L'air était en paix ce matin là, la lumière douce et apaisante venait essuyer les larmes de rosée sur les toiles d'araignée. Le vieux moine inspira, expira en appréciant l'instant présent. Silencieusement et avec respect le jeune disciple vint se placer derrière son maître. Cela faisait quelques temps que le jeune homme était confronté au doute. Il ne comprenait pas pourquoi malgré tous ses efforts il progressait si peu, pourquoi il avait le sentiment que rien ne valait la peine, voir qu'il perdait son temps.

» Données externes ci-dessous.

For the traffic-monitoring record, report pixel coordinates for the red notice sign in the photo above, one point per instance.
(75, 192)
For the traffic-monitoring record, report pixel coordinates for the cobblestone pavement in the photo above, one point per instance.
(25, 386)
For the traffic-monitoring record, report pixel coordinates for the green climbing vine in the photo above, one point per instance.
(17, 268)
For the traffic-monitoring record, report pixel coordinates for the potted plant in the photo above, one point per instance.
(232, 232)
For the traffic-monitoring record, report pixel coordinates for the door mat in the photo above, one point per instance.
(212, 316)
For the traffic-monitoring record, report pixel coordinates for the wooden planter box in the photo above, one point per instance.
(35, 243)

Le vieux moine, le regard droit, était assis, calme...
- Maître, malgré tous mes efforts, je doute ...
Le vieil homme se leva, sans un mot, et se dirigea vers une bâtisse près du monastère, le jeune disciple suivit.

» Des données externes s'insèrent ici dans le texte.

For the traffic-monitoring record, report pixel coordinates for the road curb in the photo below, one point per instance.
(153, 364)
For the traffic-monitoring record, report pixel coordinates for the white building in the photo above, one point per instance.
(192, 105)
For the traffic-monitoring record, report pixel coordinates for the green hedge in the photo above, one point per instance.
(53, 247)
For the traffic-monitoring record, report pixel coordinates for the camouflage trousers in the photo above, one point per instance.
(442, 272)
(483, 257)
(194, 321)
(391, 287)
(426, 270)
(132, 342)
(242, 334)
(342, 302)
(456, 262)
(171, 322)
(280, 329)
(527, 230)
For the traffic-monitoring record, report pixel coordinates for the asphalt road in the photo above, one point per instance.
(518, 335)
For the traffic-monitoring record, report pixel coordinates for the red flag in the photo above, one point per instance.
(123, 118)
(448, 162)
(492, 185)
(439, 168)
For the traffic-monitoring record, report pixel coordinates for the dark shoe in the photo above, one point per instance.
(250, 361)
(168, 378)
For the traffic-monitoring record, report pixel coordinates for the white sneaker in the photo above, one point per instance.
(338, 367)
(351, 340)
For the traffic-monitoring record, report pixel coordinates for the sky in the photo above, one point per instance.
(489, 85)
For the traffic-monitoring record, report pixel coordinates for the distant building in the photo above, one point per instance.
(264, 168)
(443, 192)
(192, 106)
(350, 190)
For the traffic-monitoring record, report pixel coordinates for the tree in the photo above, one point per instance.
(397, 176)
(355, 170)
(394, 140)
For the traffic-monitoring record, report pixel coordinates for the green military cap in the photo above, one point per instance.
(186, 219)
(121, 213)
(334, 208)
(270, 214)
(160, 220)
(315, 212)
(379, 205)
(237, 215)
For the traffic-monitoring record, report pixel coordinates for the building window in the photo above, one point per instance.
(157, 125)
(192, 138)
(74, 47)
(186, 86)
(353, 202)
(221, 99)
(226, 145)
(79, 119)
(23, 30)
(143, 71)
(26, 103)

Arrivé devant le bâtiment, un homme s'entrainait au tir à l'arc.
Le vieux moine s'assit, derrière lui le jeune disciple en fit de même. Le regard du maître englobait l'archer dans sa totalité...
- Qu’observes-tu ?...
- Je vois un homme qui s'entraine à l'arc...
- Que remarques-tu ?...
- Rien de spécial, il essaye d'atteindre la cible...
- Que fait-il pour ça ?...
- Il vise !...
- Pas seulement, vois tu, il doit d'abord tendre l'arc, ensuite tu as raison il doit viser...
- Je sais tout cela...
- Ce n'est pas tout, une chose est primordiale...
- Quoi donc ?...
- Il doit lâcher la flèche...
- Lâcher la flèche !! Mais c'est normal!...

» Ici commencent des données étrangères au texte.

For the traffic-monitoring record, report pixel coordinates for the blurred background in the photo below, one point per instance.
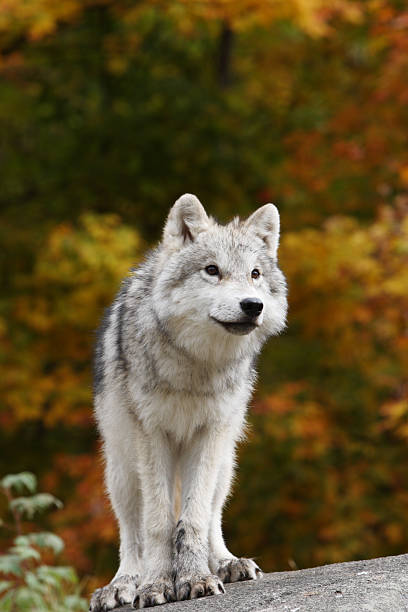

- Oui c'est normal comme tu dis, ça coule de source dit le vieux moine en souriant. Pourtant combien d'entre nous oublions de lâcher notre flèche pour atteindre notre but ?...
- Je ne comprends pas tout...
- Le fait de tendre l'arc peut être rapproché de l'énergie, il en faut pour réussir à le tendre, le fait de viser peut être rapproché de l'intelligence et enfin lâcher la flèche peut être rapprocher du lâcher prise. Si nous mettons trop d'énergie à tendre l'arc nous risquons de casser l'arc, pas assez et la flèche n'atteindra pas son but. Si tu vises trop longtemps nous allons nous fatiguer et perdre beaucoup d'énergie...
- Pourtant certains y arrivent...
- Oui mais à quel prix ?
- Lâcher sa flèche demande d'avoir confiance, confiance en soi, en la vie. Celui qui doute a peu de chance d'atteindre son but et s'il y parvient ce sera avec beaucoup d'effort et de temps...
- Vous voulez dire que je mettrai très longtemps à atteindre mon but...
Le vieux moine sourit, un sourire de compassion
- Souviens toi le monde est ce que je pense de lui...
Le jeune moine garda le silence...
- Nous perdons de l'énergie à nous juger ou à juger les autres, juger divise. Si l'homme juge la femme et la femme l'homme il s'en suivra une division, pourtant lorsque l'homme et la femme éprouvent de l'amour l'un pour l'autre ils ne font qu'un et de cette unité jaillit une énergie inimaginable, la vie...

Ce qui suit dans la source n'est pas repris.